I'll write a mini-timeline below, based on the article I linked above. I'm trying to make this basically the best case scenario.
Let's say that Captain Lord of the Californian gets notified about the first rocket spotted at 12.45, and immediately orders radio contact to be made to whichever ship launched it, and as well immediately orders preparations to be made to get the ship underway. It now takes about 30 minutes to clear the ice around the ship, as well as other necessary preparations, and then about 1 hour 10 minutes to reach the Titanic.
The time is now 2.25 a.m. The Californian would have to stop at a safe distance, not to hit the Titanic or to capsize the lifeboats in the water. Allow further 15 minutes for stopping, manning the winches and launching boats.
So at 2.40 a.m. the Californian would have her boats out and her winches manned. This would be 20 minutes after the Titanic disappered from view. The Californian's boats would start to gather survivors from the water, and the Titanic's lifeboats would move to the Californian so that the survivors could be taken to the deck.
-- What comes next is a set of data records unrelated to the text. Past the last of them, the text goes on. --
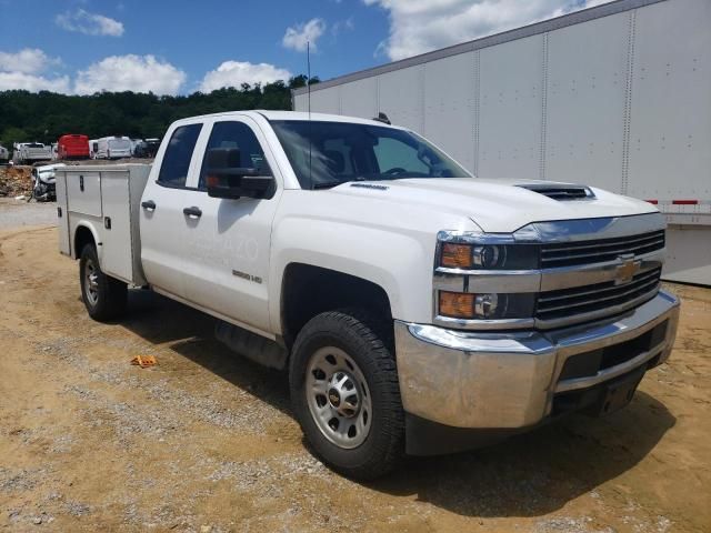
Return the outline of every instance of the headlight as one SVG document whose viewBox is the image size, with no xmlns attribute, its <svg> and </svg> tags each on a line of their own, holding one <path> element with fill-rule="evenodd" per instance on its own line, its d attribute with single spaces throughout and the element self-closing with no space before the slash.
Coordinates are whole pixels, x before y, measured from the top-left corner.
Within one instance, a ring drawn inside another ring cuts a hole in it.
<svg viewBox="0 0 711 533">
<path fill-rule="evenodd" d="M 459 270 L 535 270 L 539 268 L 539 245 L 443 242 L 439 265 Z"/>
<path fill-rule="evenodd" d="M 440 316 L 463 320 L 528 319 L 533 315 L 534 293 L 502 294 L 439 291 Z"/>
</svg>

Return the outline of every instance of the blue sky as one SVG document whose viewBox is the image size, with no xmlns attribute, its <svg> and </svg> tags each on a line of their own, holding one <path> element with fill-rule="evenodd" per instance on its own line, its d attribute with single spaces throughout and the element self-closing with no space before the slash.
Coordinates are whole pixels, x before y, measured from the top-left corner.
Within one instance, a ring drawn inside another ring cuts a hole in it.
<svg viewBox="0 0 711 533">
<path fill-rule="evenodd" d="M 188 93 L 329 79 L 599 0 L 0 0 L 0 90 Z"/>
</svg>

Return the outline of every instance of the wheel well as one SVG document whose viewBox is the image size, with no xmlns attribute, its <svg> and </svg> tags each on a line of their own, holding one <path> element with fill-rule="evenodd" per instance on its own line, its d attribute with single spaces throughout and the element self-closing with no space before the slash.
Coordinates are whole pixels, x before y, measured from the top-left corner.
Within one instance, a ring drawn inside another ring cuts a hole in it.
<svg viewBox="0 0 711 533">
<path fill-rule="evenodd" d="M 97 245 L 96 241 L 93 240 L 93 233 L 91 233 L 91 230 L 86 225 L 80 225 L 79 228 L 77 228 L 77 232 L 74 233 L 74 253 L 77 255 L 77 259 L 79 259 L 79 254 L 87 244 L 93 244 L 94 247 Z"/>
<path fill-rule="evenodd" d="M 309 320 L 324 311 L 360 308 L 392 320 L 390 300 L 380 285 L 321 266 L 289 264 L 281 294 L 282 335 L 288 346 Z"/>
</svg>

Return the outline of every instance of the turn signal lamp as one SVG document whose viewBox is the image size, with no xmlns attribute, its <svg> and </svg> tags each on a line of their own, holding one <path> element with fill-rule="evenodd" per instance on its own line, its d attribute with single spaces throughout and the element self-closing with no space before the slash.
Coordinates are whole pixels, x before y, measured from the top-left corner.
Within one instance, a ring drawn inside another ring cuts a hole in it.
<svg viewBox="0 0 711 533">
<path fill-rule="evenodd" d="M 452 319 L 473 319 L 477 294 L 440 291 L 440 314 Z"/>
</svg>

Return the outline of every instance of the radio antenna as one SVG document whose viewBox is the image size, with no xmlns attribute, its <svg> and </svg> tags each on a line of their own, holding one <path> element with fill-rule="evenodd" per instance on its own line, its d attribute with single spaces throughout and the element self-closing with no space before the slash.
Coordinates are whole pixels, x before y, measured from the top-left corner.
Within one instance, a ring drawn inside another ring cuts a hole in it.
<svg viewBox="0 0 711 533">
<path fill-rule="evenodd" d="M 307 41 L 307 94 L 309 99 L 309 182 L 313 189 L 313 177 L 311 175 L 311 41 Z"/>
</svg>

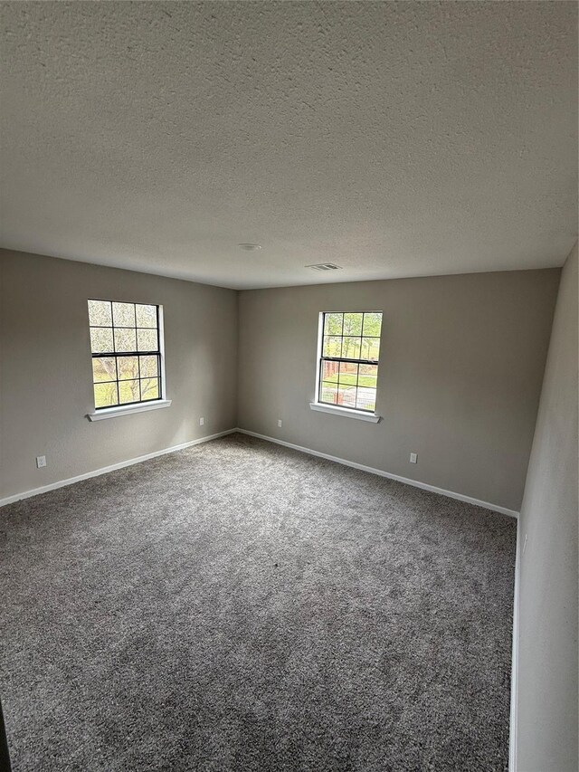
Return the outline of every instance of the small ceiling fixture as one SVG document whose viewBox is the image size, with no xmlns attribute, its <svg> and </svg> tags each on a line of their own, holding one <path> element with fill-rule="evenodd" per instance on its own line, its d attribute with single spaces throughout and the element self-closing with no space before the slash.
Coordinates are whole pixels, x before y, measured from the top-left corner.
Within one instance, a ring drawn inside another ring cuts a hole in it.
<svg viewBox="0 0 579 772">
<path fill-rule="evenodd" d="M 319 262 L 318 265 L 306 265 L 306 268 L 311 268 L 313 271 L 338 271 L 342 266 L 334 265 L 333 262 Z"/>
<path fill-rule="evenodd" d="M 237 246 L 245 252 L 255 252 L 258 249 L 262 249 L 261 244 L 237 244 Z"/>
</svg>

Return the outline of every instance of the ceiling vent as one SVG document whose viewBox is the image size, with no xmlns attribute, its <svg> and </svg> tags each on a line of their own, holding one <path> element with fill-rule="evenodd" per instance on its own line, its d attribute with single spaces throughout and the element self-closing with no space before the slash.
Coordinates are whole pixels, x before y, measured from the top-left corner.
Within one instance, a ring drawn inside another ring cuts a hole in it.
<svg viewBox="0 0 579 772">
<path fill-rule="evenodd" d="M 311 268 L 313 271 L 338 271 L 341 265 L 334 265 L 333 262 L 319 262 L 318 265 L 307 265 L 306 268 Z"/>
</svg>

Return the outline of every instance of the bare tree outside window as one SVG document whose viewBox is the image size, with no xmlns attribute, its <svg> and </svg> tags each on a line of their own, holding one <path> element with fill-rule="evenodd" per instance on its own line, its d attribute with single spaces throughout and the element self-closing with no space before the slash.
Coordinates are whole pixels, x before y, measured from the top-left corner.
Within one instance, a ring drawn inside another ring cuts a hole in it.
<svg viewBox="0 0 579 772">
<path fill-rule="evenodd" d="M 318 401 L 375 411 L 382 311 L 323 314 Z"/>
<path fill-rule="evenodd" d="M 89 300 L 97 410 L 161 399 L 159 307 Z"/>
</svg>

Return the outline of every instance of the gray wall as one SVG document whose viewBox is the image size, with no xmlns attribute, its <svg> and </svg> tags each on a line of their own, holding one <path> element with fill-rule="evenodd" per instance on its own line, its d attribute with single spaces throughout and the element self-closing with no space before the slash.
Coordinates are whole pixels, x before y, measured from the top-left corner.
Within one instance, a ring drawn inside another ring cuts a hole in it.
<svg viewBox="0 0 579 772">
<path fill-rule="evenodd" d="M 577 770 L 577 247 L 553 323 L 521 508 L 517 769 Z"/>
<path fill-rule="evenodd" d="M 518 510 L 559 274 L 242 291 L 238 425 Z M 319 311 L 365 310 L 384 311 L 377 424 L 308 406 Z"/>
<path fill-rule="evenodd" d="M 6 251 L 0 271 L 0 498 L 235 426 L 236 292 Z M 164 306 L 170 407 L 87 420 L 88 298 Z"/>
</svg>

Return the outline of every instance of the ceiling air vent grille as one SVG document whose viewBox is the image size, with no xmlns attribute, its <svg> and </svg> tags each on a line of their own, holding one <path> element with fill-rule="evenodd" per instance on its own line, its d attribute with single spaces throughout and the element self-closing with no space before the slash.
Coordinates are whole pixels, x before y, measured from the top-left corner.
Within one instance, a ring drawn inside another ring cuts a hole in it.
<svg viewBox="0 0 579 772">
<path fill-rule="evenodd" d="M 341 266 L 334 265 L 333 262 L 319 262 L 318 265 L 307 265 L 306 268 L 311 268 L 312 271 L 338 271 Z"/>
</svg>

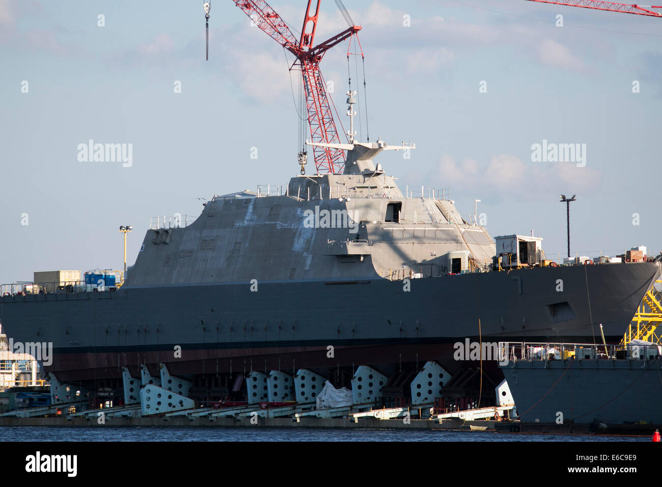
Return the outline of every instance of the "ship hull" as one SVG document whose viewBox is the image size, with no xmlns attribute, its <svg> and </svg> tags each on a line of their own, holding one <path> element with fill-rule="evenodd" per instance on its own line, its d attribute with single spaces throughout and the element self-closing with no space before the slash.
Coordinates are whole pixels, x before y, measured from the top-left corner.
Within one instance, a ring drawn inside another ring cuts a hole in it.
<svg viewBox="0 0 662 487">
<path fill-rule="evenodd" d="M 511 362 L 502 370 L 522 421 L 659 425 L 661 366 L 659 360 L 565 360 Z"/>
<path fill-rule="evenodd" d="M 329 346 L 337 349 L 333 365 L 424 360 L 449 356 L 449 344 L 466 338 L 594 342 L 599 323 L 617 341 L 659 272 L 657 264 L 610 264 L 408 284 L 126 286 L 5 297 L 0 320 L 15 342 L 52 344 L 46 370 L 68 380 L 119 377 L 122 366 L 146 363 L 171 364 L 175 374 L 238 370 L 251 360 L 314 367 L 328 360 Z"/>
</svg>

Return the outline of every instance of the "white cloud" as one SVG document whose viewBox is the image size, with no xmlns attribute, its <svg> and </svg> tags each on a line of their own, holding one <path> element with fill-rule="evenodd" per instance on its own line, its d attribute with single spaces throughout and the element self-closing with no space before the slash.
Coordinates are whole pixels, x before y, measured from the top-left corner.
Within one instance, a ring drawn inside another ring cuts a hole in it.
<svg viewBox="0 0 662 487">
<path fill-rule="evenodd" d="M 410 72 L 431 73 L 453 58 L 453 51 L 445 47 L 416 49 L 408 55 L 407 67 Z"/>
<path fill-rule="evenodd" d="M 0 24 L 13 24 L 14 15 L 9 7 L 9 0 L 0 0 Z"/>
<path fill-rule="evenodd" d="M 519 199 L 534 200 L 551 190 L 590 191 L 600 187 L 602 174 L 590 167 L 579 168 L 572 162 L 540 163 L 522 160 L 516 156 L 501 154 L 481 164 L 472 158 L 461 162 L 449 154 L 441 156 L 438 166 L 439 186 L 471 187 L 483 193 L 493 192 Z M 507 191 L 502 188 L 507 188 Z"/>
<path fill-rule="evenodd" d="M 561 44 L 551 39 L 545 39 L 539 50 L 540 60 L 544 64 L 572 71 L 584 70 L 584 62 Z"/>
<path fill-rule="evenodd" d="M 172 38 L 167 34 L 160 34 L 153 40 L 138 46 L 138 50 L 146 56 L 171 52 L 174 47 Z"/>
</svg>

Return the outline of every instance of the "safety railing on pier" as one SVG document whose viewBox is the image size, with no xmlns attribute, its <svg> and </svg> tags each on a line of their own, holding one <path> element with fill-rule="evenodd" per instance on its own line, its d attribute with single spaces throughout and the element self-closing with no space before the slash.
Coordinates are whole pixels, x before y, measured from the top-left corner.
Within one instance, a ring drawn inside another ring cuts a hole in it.
<svg viewBox="0 0 662 487">
<path fill-rule="evenodd" d="M 152 217 L 150 218 L 150 230 L 160 229 L 175 229 L 188 227 L 195 221 L 197 217 L 190 215 L 180 215 L 175 213 L 171 217 Z"/>
<path fill-rule="evenodd" d="M 258 184 L 258 197 L 269 196 L 285 196 L 287 193 L 287 184 Z"/>
<path fill-rule="evenodd" d="M 494 352 L 494 344 L 483 348 Z M 651 343 L 627 345 L 572 343 L 498 342 L 499 360 L 534 362 L 565 360 L 662 360 L 662 345 Z"/>
<path fill-rule="evenodd" d="M 425 185 L 410 186 L 408 184 L 404 187 L 404 196 L 406 198 L 449 200 L 451 199 L 451 188 L 434 188 Z"/>
</svg>

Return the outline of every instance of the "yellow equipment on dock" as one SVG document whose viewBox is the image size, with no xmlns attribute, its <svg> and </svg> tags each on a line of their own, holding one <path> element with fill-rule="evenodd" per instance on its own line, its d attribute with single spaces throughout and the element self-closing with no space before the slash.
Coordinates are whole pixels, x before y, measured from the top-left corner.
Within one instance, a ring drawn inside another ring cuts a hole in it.
<svg viewBox="0 0 662 487">
<path fill-rule="evenodd" d="M 662 343 L 662 328 L 657 327 L 662 323 L 662 279 L 658 279 L 653 286 L 643 295 L 641 303 L 623 335 L 622 345 L 627 345 L 632 340 L 644 340 L 653 343 Z"/>
</svg>

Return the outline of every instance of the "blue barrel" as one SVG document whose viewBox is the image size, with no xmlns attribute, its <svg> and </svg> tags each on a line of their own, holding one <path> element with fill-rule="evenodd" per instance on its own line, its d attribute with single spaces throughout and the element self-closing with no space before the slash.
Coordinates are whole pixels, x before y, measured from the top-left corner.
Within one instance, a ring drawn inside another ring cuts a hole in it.
<svg viewBox="0 0 662 487">
<path fill-rule="evenodd" d="M 106 280 L 106 286 L 109 288 L 115 287 L 115 274 L 111 272 L 104 272 L 103 278 Z"/>
<path fill-rule="evenodd" d="M 89 271 L 85 273 L 85 284 L 97 286 L 99 279 L 103 279 L 104 276 L 101 272 Z"/>
</svg>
Now, 2.40 is the time people in the water started to sink beneath because of the icy cold water - the crew of the Californian in its six lifeboats would have at most 25-30 minutes to save the people in the water. It is hard to see the six boats making more than one round trip to the site in this time, as when they get back to the Californian, all the winches would be occupied to raise the survivors in the Titanic's lifeboats on deck, stopping them to make another trip in time.
Let us also say that in this time, a handful of the Titanic's boats have been emptied and they can also return for swimmers - let's say four to six, maximum of one per winch. This gives us 10-12 boatloads of the people in the water saved by a single round trip by the Californian's six and Titanic's four to six boats before 3.10 a.m., by which most people in the cold water would be beyond help. Again optimistically, let us say each boat rescues 25 on average - and that a difficult feat under the conditions for the small crews of the boats.
So the final tally would be 250-300 people saved from the icy water - many of whom would still die from the cold before they even reach the deck of the Californian (or the Carpathia). Of course all emptied boats could try to return to the wreck site for more swimmers, but returning with survivors would be very rare and all those manning them would be very cold themselves.
And this would be how the situation would stand when the Carpathia arrives at 4 a.m. Even by the reckoning of this
very optimistic course of events, assuming nothing goes wrong in the efforts of the Californian's crew and they even are very lucky, I can't see much more than 250 more survivors than IOTL making it to the safety of the Carpathia and the Californian.
Please correct if above has glaring mistakes.